El crujido del picaporte la despertó. Al principio no consiguió identificar el origen del ruido, pero cuando por fin supo de dónde venía, se preparó para otro enfrentamiento con su padre.

—¡Demonios! —farfulló una voz claramente femenina al otro lado de la puerta—. ¿Por qué está echado el pestillo?

—¿Liz? —preguntó Shelby en voz baja.

—¿Eres tú, Shelby? Anda, tontaina, abre la puerta.

Shelby se vio invadida por una ola de alivio y vergüenza. Se levantó de la cama y abrió la puerta. Su hermana entró y volvió a cerrarla.

—Te he estado buscando por todas partes y resulta que estabas aquí escondida. ¿Te pasa algo? Creía que te habías ido a la playa. Emmaline me ha contado que mamá se llevó a los primos a dar una vuelta por la isla, pero al parecer ya ha vuelto.

Emmaline era la cocinera de los Coles, una mujer gigantesca de color ébano, famosa en toda la isla por ser una monumental cotilla.

—Alguien debió de pedir que les enseñasen la zona y mamá los puso a hacer turismo… —añadió Liz—. Les está bien empleado. Debía de correrles una prisa horrible. Claro, como aquí estamos todos tocándonos las narices y no nos importa nada que mamá se vaya adonde Cristo dio las tres voces a presumir de su isla… ¿A ti te parece normal? —Liz guardó silencio para recuperar el aliento y se volvió hacia la ventana—. ¿Oyes el canto de las capinas?
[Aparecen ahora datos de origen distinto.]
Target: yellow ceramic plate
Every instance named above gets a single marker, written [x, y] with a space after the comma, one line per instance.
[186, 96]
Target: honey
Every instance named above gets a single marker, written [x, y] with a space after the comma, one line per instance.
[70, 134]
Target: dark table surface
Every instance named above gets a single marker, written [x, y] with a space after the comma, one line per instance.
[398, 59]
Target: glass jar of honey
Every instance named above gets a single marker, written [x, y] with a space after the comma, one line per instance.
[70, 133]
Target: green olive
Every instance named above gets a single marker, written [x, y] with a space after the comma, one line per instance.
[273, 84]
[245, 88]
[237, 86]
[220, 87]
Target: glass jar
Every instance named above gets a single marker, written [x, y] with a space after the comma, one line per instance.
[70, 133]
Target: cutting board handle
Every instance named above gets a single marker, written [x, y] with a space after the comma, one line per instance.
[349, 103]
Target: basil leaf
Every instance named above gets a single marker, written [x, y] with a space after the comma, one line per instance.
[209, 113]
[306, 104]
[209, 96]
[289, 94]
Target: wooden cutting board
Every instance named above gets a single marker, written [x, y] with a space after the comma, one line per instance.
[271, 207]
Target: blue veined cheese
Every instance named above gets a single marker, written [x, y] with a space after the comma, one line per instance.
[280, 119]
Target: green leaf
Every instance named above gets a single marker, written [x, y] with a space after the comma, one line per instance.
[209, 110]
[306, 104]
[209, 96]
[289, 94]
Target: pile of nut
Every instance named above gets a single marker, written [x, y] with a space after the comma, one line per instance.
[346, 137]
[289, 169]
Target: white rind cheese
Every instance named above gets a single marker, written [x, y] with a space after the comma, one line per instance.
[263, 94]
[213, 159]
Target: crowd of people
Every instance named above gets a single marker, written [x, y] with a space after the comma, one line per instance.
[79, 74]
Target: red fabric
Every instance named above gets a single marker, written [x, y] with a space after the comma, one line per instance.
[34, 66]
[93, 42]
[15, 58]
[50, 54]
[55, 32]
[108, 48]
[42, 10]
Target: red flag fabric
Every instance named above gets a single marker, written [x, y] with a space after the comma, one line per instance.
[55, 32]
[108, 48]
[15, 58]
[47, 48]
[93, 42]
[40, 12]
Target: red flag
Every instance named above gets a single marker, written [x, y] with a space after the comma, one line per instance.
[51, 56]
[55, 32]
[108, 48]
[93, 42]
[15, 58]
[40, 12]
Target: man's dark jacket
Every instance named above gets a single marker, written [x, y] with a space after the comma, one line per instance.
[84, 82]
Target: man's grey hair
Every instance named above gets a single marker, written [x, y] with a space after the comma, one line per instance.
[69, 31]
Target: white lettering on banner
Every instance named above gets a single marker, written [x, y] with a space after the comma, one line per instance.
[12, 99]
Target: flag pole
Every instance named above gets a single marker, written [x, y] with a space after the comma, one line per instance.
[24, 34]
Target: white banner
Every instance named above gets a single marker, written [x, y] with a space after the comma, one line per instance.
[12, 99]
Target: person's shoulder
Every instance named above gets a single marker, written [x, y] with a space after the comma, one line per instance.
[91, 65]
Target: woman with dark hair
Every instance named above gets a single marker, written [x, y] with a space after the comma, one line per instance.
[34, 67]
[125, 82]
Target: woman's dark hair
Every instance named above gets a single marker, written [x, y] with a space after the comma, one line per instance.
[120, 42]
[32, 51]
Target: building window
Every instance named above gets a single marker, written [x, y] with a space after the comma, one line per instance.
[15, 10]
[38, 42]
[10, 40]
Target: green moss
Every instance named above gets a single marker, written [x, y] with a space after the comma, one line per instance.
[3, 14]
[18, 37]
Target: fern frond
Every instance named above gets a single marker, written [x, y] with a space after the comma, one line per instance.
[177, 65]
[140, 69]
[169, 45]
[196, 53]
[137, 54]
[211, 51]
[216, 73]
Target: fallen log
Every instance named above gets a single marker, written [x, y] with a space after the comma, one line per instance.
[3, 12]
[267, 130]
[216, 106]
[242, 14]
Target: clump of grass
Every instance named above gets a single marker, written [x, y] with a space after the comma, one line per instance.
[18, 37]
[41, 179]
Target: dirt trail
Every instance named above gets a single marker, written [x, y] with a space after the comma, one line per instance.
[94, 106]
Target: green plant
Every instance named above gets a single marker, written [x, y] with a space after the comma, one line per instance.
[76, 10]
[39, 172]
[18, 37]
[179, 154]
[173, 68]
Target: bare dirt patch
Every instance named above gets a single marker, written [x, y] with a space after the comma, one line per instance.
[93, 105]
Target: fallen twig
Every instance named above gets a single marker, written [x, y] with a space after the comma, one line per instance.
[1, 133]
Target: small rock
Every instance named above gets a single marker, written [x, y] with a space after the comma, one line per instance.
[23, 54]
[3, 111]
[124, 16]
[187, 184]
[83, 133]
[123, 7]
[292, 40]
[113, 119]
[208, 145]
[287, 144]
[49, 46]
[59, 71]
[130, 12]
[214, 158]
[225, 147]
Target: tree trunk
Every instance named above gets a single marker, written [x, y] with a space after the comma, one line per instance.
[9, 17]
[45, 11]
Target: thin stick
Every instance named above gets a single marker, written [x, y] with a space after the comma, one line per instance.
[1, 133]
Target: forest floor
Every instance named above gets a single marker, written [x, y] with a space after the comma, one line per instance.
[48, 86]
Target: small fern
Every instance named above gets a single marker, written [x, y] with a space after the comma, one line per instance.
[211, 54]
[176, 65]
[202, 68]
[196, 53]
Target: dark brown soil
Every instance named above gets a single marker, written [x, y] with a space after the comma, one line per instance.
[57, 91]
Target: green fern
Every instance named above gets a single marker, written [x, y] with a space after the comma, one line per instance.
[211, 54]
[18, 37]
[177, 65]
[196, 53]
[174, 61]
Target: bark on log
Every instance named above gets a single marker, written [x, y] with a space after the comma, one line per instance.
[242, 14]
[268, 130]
Shelby se asomó a la ventana, a través de la cual solo podía distinguirse, a lo lejos, la aguja del centro metodista, uno de los pocos vestigios que quedaban de la época en que aquel lugar solo era famoso por los encuentros religiosos que acogía en verano. El canto de los pájaros les llegaba desde el jardín que tenían debajo. Liz no sabía por qué llamaban capinas a esas aves típicas de Martha’s Vineyard, pero ese era el nombre que llevaba oyendo desde que tenía uso de razón.3

—Escucha, Liz. Papá y yo… —dijo Shelby.

Liz empezó a mover las manos con impaciencia.

—Espera, espera. Déjame que te cuente yo primero. —Una sonrisa maliciosa asomó a sus labios—. No puedes ni imaginarte lo que tengo en el bolsillo derecho—. Se golpeó la pernera del pantalón con complicidad y levantó las cejas.
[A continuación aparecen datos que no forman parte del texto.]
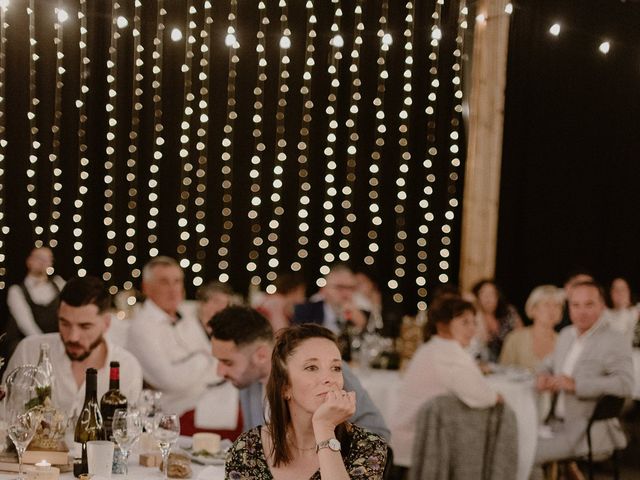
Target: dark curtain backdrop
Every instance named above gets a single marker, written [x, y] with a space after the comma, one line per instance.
[448, 180]
[570, 193]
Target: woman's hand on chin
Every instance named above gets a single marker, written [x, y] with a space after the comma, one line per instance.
[338, 407]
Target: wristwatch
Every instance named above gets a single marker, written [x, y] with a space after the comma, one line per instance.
[332, 444]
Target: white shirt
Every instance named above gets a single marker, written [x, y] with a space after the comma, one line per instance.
[40, 291]
[439, 367]
[176, 359]
[66, 394]
[571, 360]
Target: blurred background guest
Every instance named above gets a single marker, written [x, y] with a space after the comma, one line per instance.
[495, 319]
[527, 347]
[440, 366]
[622, 312]
[278, 307]
[212, 297]
[33, 303]
[337, 307]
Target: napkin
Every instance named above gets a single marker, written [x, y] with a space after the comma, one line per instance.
[211, 473]
[218, 408]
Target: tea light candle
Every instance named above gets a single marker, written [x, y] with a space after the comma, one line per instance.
[43, 466]
[44, 471]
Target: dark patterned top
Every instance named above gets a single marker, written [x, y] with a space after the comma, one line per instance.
[365, 461]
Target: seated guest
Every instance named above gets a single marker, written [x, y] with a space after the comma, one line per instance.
[278, 307]
[337, 307]
[33, 303]
[83, 320]
[242, 341]
[441, 366]
[496, 318]
[590, 360]
[527, 347]
[170, 347]
[212, 298]
[622, 314]
[307, 434]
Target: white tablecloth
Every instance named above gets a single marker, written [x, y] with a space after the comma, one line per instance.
[636, 373]
[519, 395]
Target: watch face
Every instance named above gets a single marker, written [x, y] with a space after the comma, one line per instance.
[334, 445]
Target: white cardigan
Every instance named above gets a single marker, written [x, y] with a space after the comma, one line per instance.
[439, 367]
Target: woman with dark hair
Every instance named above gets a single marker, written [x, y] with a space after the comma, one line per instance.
[622, 314]
[441, 366]
[496, 318]
[307, 435]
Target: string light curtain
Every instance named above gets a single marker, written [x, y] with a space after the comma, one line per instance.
[245, 139]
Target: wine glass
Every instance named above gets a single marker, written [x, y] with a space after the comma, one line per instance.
[127, 428]
[22, 428]
[148, 405]
[166, 432]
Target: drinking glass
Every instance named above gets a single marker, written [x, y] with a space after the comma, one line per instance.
[22, 428]
[166, 432]
[149, 406]
[127, 428]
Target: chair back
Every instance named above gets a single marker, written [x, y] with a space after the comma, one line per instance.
[608, 406]
[457, 442]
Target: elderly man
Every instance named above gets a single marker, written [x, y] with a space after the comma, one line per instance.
[590, 360]
[83, 320]
[337, 307]
[242, 341]
[169, 345]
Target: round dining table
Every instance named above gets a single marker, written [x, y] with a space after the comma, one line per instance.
[516, 388]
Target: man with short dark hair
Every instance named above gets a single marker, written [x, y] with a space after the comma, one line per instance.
[590, 360]
[242, 341]
[83, 320]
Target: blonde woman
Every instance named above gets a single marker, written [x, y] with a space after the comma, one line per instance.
[527, 347]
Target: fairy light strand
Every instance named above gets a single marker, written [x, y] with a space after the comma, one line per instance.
[227, 144]
[34, 144]
[404, 163]
[375, 217]
[153, 185]
[133, 159]
[426, 213]
[304, 185]
[328, 232]
[200, 196]
[346, 231]
[255, 173]
[280, 148]
[186, 169]
[54, 157]
[455, 163]
[110, 163]
[83, 170]
[4, 228]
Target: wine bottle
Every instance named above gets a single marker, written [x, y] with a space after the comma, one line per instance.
[89, 425]
[113, 399]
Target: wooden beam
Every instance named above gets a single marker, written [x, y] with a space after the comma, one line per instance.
[484, 152]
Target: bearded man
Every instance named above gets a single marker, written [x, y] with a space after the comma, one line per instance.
[83, 320]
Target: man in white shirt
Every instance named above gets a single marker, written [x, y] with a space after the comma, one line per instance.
[83, 320]
[590, 360]
[33, 303]
[169, 345]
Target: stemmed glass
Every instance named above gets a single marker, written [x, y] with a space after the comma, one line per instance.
[166, 432]
[22, 428]
[127, 428]
[148, 405]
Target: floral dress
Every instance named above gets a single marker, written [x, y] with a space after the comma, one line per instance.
[365, 461]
Shelby no pudo reprimir una sonrisa al ver la expresión pícara de su hermana.

—Pues no, la verdad, no tengo ni idea.

Liz movió la cabeza de un lado a otro lentamente y se pasó la lengua por los dientes.

—Pero antes una cosa. No pienso soltar prenda hasta que me perdones por la discusión que hemos tenido esta mañana. No me he portado bien contigo y llevo todo el día reconcomiéndome. —La expresión juguetona de su rostro no parecía decir lo mismo.

Shelby se llevó las manos a la cintura y puso los ojos en blanco.

—Sabes que soy incapaz de enfadarme contigo. Además, no tengo fuerzas para discutir con dos miembros de la familia a la vez, y ahora estoy peleada con papá. No sé si sabes que…

Liz volvió a interrumpir a su hermana.

—Da igual, da igual. Ya me lo cuentas luego.

Por la mirada que le echó Shelby, Liz dedujo que su estado de ánimo se debía a algo más que una simple discusión veraniega.

—Vale, venga. Cuéntame qué ha pasado.

—Papá me ha dicho hace un rato que me caso con Meade porque me dan miedo los hombres de color.

Liz echó hacia atrás la cabeza y empezó a reírse a mandíbula batiente.

—¡Jolín! ¡Eso también podría habértelo dicho yo!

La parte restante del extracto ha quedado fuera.